Maps to the Stars is something of a jumbled up mess.  We see a new arrival in town who doesn’t look like much but seems to have money to spare.  She overpays a driver waiting for a fare, and asks him if he has a map of Hollywood stars’ addresses.  He says no in a bored manner, and cites the few instances when he drove someone who was famous.  Agatha (Wasikowska) seems to have better connections, which he (Pattinson) doesn’t seem to get.  It turns out that Agatha knows Carrie Fisher (herself), who puts in a good word for her to Havana Segrand (Moore), a star desperately seeking work and needing an all-round assistant.  Havana is a bit put off by Agatha’s gloved arms covering burn scars, but hires her anyway, having no inkling about who Agatha is.

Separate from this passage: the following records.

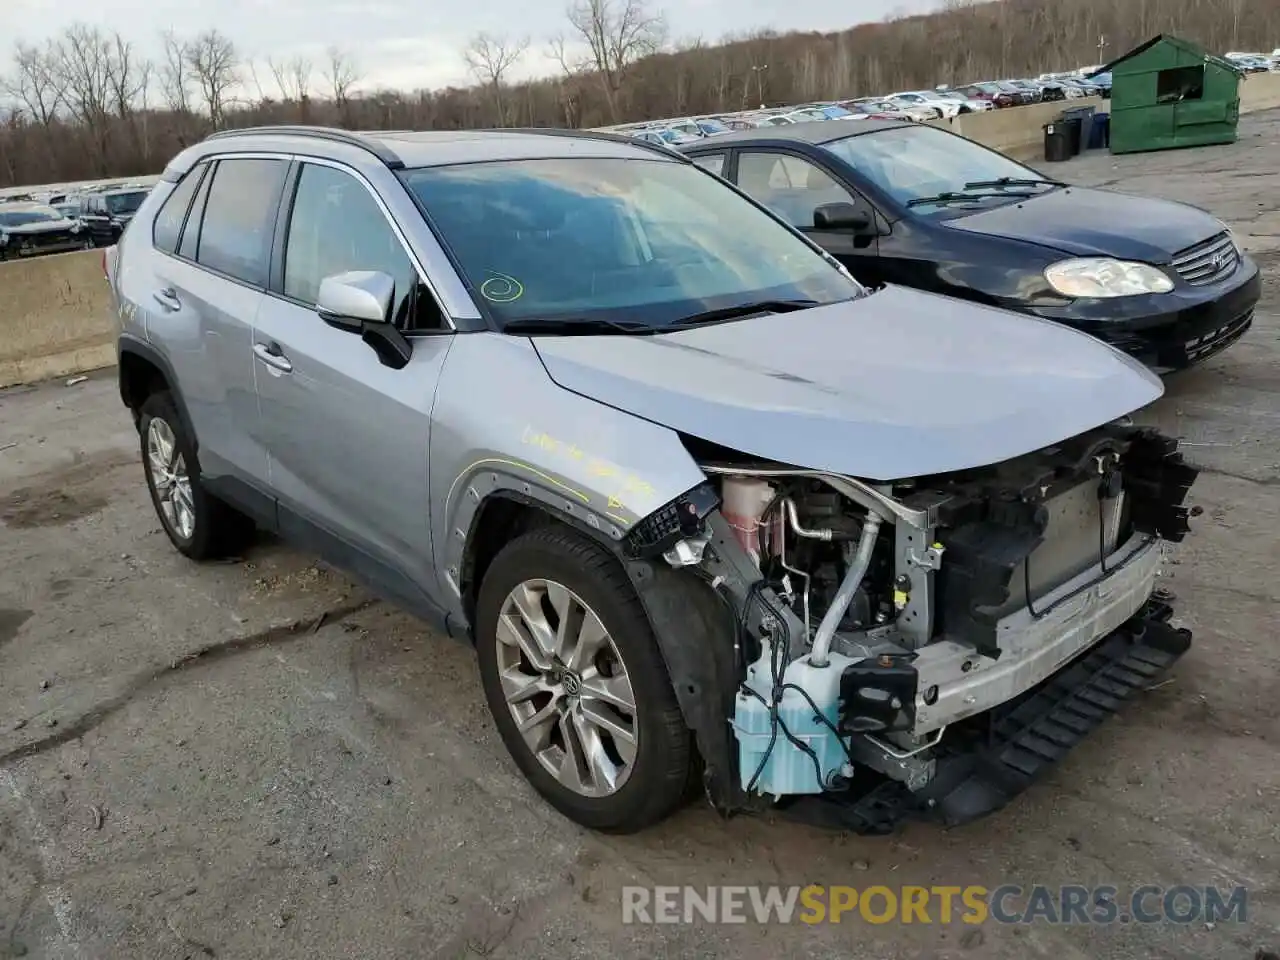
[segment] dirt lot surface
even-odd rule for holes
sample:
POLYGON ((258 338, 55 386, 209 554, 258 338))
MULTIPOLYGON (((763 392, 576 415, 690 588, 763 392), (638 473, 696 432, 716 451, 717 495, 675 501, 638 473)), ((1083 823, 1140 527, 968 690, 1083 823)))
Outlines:
POLYGON ((888 839, 692 807, 586 833, 498 742, 473 655, 274 544, 159 532, 107 373, 0 393, 0 957, 1168 957, 1280 948, 1280 116, 1230 148, 1087 157, 1263 265, 1241 343, 1144 417, 1205 467, 1170 586, 1196 633, 1051 779, 888 839), (1247 922, 621 922, 627 884, 1244 885, 1247 922))

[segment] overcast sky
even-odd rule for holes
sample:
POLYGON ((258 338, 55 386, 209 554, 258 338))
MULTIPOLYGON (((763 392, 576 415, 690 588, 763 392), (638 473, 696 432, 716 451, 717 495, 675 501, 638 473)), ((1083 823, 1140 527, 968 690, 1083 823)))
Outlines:
MULTIPOLYGON (((728 32, 771 27, 839 30, 915 13, 937 0, 669 0, 675 38, 716 40, 728 32)), ((338 44, 358 66, 361 89, 415 89, 470 82, 462 50, 479 31, 527 35, 532 44, 517 72, 549 72, 547 38, 566 30, 565 0, 0 0, 0 43, 40 41, 77 21, 119 31, 148 55, 163 30, 195 34, 216 26, 241 55, 265 63, 306 56, 319 84, 324 50, 338 44)), ((10 51, 0 51, 7 72, 10 51)), ((261 81, 270 83, 266 71, 261 81)))

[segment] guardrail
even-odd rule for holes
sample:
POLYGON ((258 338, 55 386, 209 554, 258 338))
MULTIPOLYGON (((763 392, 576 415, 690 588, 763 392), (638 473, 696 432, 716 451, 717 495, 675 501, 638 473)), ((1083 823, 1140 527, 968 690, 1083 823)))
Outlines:
MULTIPOLYGON (((1043 126, 1064 107, 1095 105, 1105 110, 1105 104, 1097 99, 1042 103, 933 123, 1026 157, 1040 149, 1043 126)), ((1241 113, 1274 107, 1280 107, 1280 74, 1254 74, 1241 83, 1241 113)), ((101 251, 0 263, 0 292, 0 387, 115 363, 115 325, 101 251)))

             Agatha is the estranged daughter of Havana’s “therapist” (Cusack), who with his wife is trying to keep Agatha away after she was discharged from a mental institution following an incident with fire.  They have aspirations for their son Benjie (Bird) to become a famous actor, and clearly want him to stay away from Agatha, particularly since he has just been released from rehab and his career can’t stand another scandal.
            Ah…parents have such delusions about their powers over their children.  Benjie and Agatha have always been close, and it is probably futile for anyone to think that they can be kept apart.

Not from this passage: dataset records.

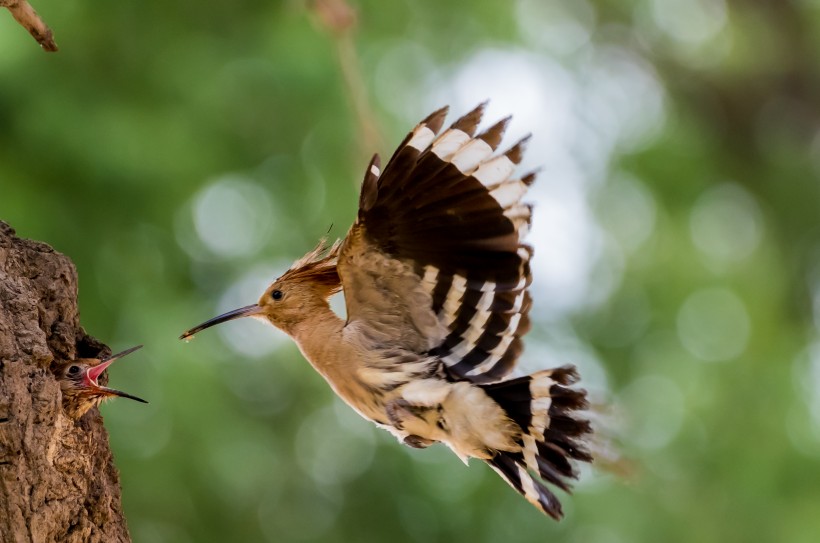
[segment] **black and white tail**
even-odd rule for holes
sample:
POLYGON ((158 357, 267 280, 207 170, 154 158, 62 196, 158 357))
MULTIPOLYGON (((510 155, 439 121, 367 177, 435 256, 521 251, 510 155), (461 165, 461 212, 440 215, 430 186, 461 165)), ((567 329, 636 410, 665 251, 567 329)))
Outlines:
POLYGON ((522 429, 520 451, 499 451, 487 463, 527 501, 555 519, 563 515, 561 502, 543 482, 569 491, 569 480, 578 476, 573 461, 592 461, 583 444, 590 423, 577 416, 587 407, 586 391, 569 386, 577 380, 574 366, 562 366, 482 385, 522 429))

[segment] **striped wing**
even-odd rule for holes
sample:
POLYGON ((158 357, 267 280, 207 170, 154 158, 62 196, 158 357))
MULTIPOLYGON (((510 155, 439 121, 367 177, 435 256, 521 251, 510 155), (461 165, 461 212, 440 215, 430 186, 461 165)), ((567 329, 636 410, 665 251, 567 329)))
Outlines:
POLYGON ((483 110, 484 104, 441 134, 447 108, 436 111, 408 134, 383 172, 374 157, 339 264, 349 322, 383 329, 383 310, 393 300, 392 316, 405 324, 401 335, 425 336, 402 342, 425 346, 452 378, 479 383, 513 368, 530 327, 532 250, 521 240, 531 207, 521 198, 534 180, 514 176, 527 138, 495 153, 509 118, 475 135, 483 110), (353 260, 359 278, 383 276, 380 258, 361 256, 374 252, 400 262, 410 282, 385 279, 373 287, 377 279, 355 280, 353 260), (381 288, 380 304, 374 306, 369 288, 381 288), (408 296, 410 304, 402 301, 408 296))

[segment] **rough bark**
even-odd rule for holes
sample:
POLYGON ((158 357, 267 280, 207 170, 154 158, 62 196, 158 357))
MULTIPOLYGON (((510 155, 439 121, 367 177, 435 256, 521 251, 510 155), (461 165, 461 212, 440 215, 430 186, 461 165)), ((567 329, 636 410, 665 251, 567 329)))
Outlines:
POLYGON ((55 360, 108 348, 80 327, 77 272, 0 221, 0 543, 130 541, 108 433, 62 409, 55 360))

            David Cronenberg, the director seems to be on a quest exploring philosophical notions and the nature of human relationships (Eastern Promises, A History of Violence, Crash, The Fly).  He says, “I ask questions, but don’t have answers.  Moviemaking is a philosophical exploration.  I invite the audience to come on a journey and discover what they think and feel.”  He has also said, “I think all my movies are funny.”  I didn’t find much humor in this one that seems to be making a statement about the Hollywood culture with its single-minded quest for fame, its repudiation of boundaries and limits, and its need for soporifics to avoid pain. 

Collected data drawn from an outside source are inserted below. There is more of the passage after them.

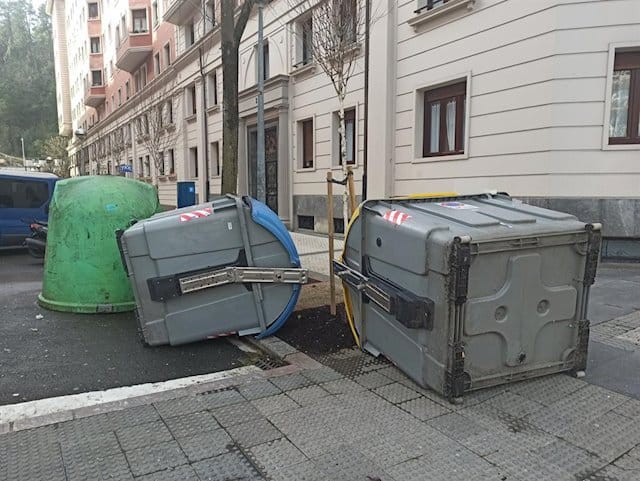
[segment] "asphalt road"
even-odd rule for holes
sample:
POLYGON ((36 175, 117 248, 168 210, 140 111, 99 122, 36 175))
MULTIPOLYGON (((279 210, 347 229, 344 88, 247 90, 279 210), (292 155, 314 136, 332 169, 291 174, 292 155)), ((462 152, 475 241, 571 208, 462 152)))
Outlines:
POLYGON ((42 261, 25 251, 0 251, 0 405, 251 363, 225 339, 144 347, 133 313, 77 315, 42 309, 36 304, 42 273, 42 261))

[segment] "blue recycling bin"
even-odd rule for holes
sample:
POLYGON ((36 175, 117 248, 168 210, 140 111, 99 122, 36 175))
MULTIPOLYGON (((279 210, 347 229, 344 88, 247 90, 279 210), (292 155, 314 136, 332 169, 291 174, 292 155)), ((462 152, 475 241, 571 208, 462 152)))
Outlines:
POLYGON ((192 180, 178 182, 178 209, 196 205, 196 183, 192 180))

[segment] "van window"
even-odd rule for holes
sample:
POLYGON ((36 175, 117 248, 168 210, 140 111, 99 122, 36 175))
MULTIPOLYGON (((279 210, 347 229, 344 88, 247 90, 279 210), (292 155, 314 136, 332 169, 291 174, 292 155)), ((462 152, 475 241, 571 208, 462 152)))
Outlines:
POLYGON ((0 179, 0 208, 36 209, 47 200, 47 182, 0 179))

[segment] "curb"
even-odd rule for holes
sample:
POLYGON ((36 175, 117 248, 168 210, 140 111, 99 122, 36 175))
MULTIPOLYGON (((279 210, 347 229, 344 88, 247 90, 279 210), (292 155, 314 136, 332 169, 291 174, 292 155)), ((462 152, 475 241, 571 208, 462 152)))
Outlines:
MULTIPOLYGON (((265 340, 256 340, 253 338, 245 338, 244 341, 254 345, 258 349, 272 355, 287 363, 286 366, 269 369, 267 371, 256 371, 250 374, 239 374, 230 376, 223 379, 218 379, 210 382, 204 382, 200 384, 194 384, 187 387, 180 387, 176 389, 169 389, 162 392, 156 392, 151 394, 143 394, 139 396, 132 396, 130 398, 110 401, 104 403, 97 403, 91 406, 84 406, 72 409, 61 409, 60 411, 39 415, 39 416, 26 416, 24 418, 16 419, 13 421, 0 424, 0 436, 17 431, 23 431, 27 429, 34 429, 43 426, 49 426, 56 423, 65 421, 72 421, 74 419, 86 418, 89 416, 96 416, 98 414, 104 414, 113 411, 120 411, 123 409, 147 405, 158 401, 165 401, 168 399, 176 399, 189 395, 201 394, 208 391, 228 389, 231 387, 241 386, 253 381, 261 379, 270 379, 274 377, 286 376, 289 374, 295 374, 300 371, 319 369, 323 365, 319 362, 311 359, 303 352, 298 351, 294 347, 290 346, 286 342, 278 339, 277 337, 271 337, 265 340)), ((222 371, 224 372, 224 371, 222 371)), ((118 389, 118 388, 116 388, 118 389)), ((75 395, 71 395, 75 396, 75 395)), ((61 398, 67 396, 61 396, 61 398)), ((51 398, 50 398, 51 399, 51 398)), ((30 401, 33 402, 33 401, 30 401)), ((12 405, 10 405, 12 406, 12 405)), ((16 406, 16 405, 13 405, 16 406)), ((1 406, 0 406, 1 408, 1 406)))

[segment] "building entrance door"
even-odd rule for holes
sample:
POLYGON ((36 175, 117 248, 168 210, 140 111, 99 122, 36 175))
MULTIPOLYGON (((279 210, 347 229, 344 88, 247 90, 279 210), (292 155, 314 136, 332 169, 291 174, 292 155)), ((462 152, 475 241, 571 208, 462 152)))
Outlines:
MULTIPOLYGON (((258 132, 256 127, 248 131, 249 195, 258 197, 257 161, 258 132)), ((267 124, 264 129, 264 157, 267 205, 278 213, 278 124, 267 124)))

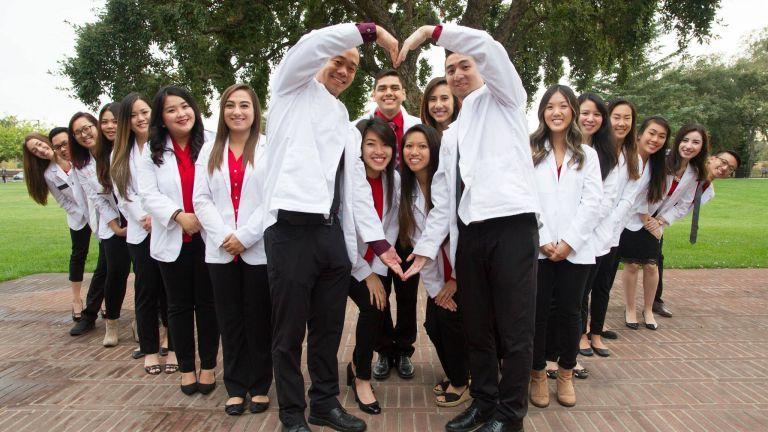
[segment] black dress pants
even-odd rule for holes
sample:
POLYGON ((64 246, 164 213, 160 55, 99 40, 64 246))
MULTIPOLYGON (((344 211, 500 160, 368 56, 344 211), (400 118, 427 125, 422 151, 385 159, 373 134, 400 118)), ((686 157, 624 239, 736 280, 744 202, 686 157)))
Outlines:
POLYGON ((272 302, 266 265, 242 257, 208 264, 229 397, 263 396, 272 384, 272 302))
MULTIPOLYGON (((619 260, 617 257, 618 248, 611 248, 607 254, 597 257, 591 283, 587 282, 587 289, 592 291, 592 303, 589 307, 589 313, 592 317, 589 324, 589 332, 596 335, 602 335, 605 325, 605 314, 608 312, 608 301, 611 298, 611 288, 616 279, 616 271, 619 269, 619 260)), ((586 299, 588 294, 584 294, 586 299)), ((582 326, 586 326, 586 309, 582 303, 582 326)), ((584 327, 585 328, 585 327, 584 327)), ((584 332, 582 328, 582 332, 584 332)))
MULTIPOLYGON (((389 276, 377 275, 384 286, 392 283, 389 276)), ((358 282, 352 278, 349 282, 349 298, 360 310, 355 326, 355 350, 352 353, 352 363, 355 365, 355 375, 360 379, 371 379, 371 362, 377 336, 381 334, 384 312, 371 304, 371 295, 365 280, 358 282)), ((387 302, 389 304, 389 302, 387 302)), ((385 309, 386 311, 386 309, 385 309)))
POLYGON ((181 372, 195 371, 195 324, 201 369, 216 367, 219 326, 200 234, 181 245, 174 262, 158 262, 168 300, 168 331, 181 372))
MULTIPOLYGON (((459 293, 453 296, 459 303, 459 293)), ((429 340, 435 347, 437 358, 443 367, 445 376, 454 387, 463 387, 469 382, 469 356, 467 355, 467 338, 464 334, 461 310, 449 311, 435 303, 435 299, 427 297, 427 312, 424 328, 429 340)))
POLYGON ((99 240, 99 256, 96 259, 96 268, 93 270, 91 283, 88 285, 88 294, 85 297, 83 319, 96 321, 104 301, 104 285, 107 283, 107 254, 104 252, 104 242, 99 240))
MULTIPOLYGON (((160 326, 157 317, 167 316, 168 313, 167 310, 161 309, 161 305, 165 304, 165 286, 160 275, 160 266, 149 254, 149 236, 139 244, 128 243, 128 252, 133 260, 133 274, 136 277, 133 291, 139 349, 144 354, 157 354, 160 349, 160 326)), ((168 349, 173 351, 170 335, 168 349)))
POLYGON ((581 299, 591 267, 591 264, 573 264, 566 260, 539 260, 533 369, 541 370, 547 365, 547 327, 553 298, 558 327, 552 330, 560 351, 558 365, 563 369, 576 366, 581 337, 581 299))
POLYGON ((459 224, 456 282, 470 393, 485 413, 514 425, 528 411, 538 245, 532 213, 459 224))
POLYGON ((131 256, 128 254, 128 243, 125 242, 125 237, 113 235, 102 242, 107 256, 104 309, 107 312, 107 319, 115 320, 120 318, 120 310, 123 308, 128 275, 131 273, 131 256))
POLYGON ((272 364, 283 423, 304 418, 301 345, 307 335, 310 410, 341 406, 336 354, 349 294, 349 262, 341 226, 291 225, 278 218, 264 232, 272 296, 272 364))
POLYGON ((69 229, 72 239, 72 253, 69 254, 69 280, 82 282, 85 271, 85 260, 88 259, 88 248, 91 245, 91 227, 85 224, 79 230, 69 229))
MULTIPOLYGON (((408 267, 406 259, 413 252, 413 248, 405 248, 400 242, 395 243, 395 250, 403 261, 403 271, 408 267)), ((408 263, 410 265, 410 263, 408 263)), ((392 293, 392 285, 395 286, 395 300, 397 301, 397 323, 392 321, 390 302, 384 308, 384 322, 382 324, 381 337, 376 346, 376 352, 390 359, 400 356, 413 355, 413 344, 416 343, 416 300, 419 294, 419 277, 414 276, 407 281, 399 277, 391 277, 392 283, 385 283, 387 298, 392 293)))
POLYGON ((657 264, 659 269, 659 284, 656 285, 656 297, 653 299, 655 302, 664 303, 661 299, 661 295, 664 294, 664 237, 659 240, 659 262, 657 264))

            As observed by another reviewer, it’s hard to tell if Cronenberg is kidding or serious (Matt Zoller Seitz,  The view of Hollywood as presented in Maps to the Stars will likely not be surprising to anyone, and many may see it as a plausible account.  To me, the peek shown is too narrow to make it very encompassing of the whole scene.  So the film turns out to be more sensational than an insightful perspective.
            Certainly, the actors—notably Julianne Moore, Mia Wasikowska, John Cusack, Evan Bird, and Robert Pattinson—are truly fine in their portrayals.  I just wish the script by Bruce Wegner had more substance.

Go for the acting; not the story.

Grade:  C-            By Donna R. Copeland

1 comment:

  1. Since Cronenberg has excelled at horror, it's almost boring when he wields it here.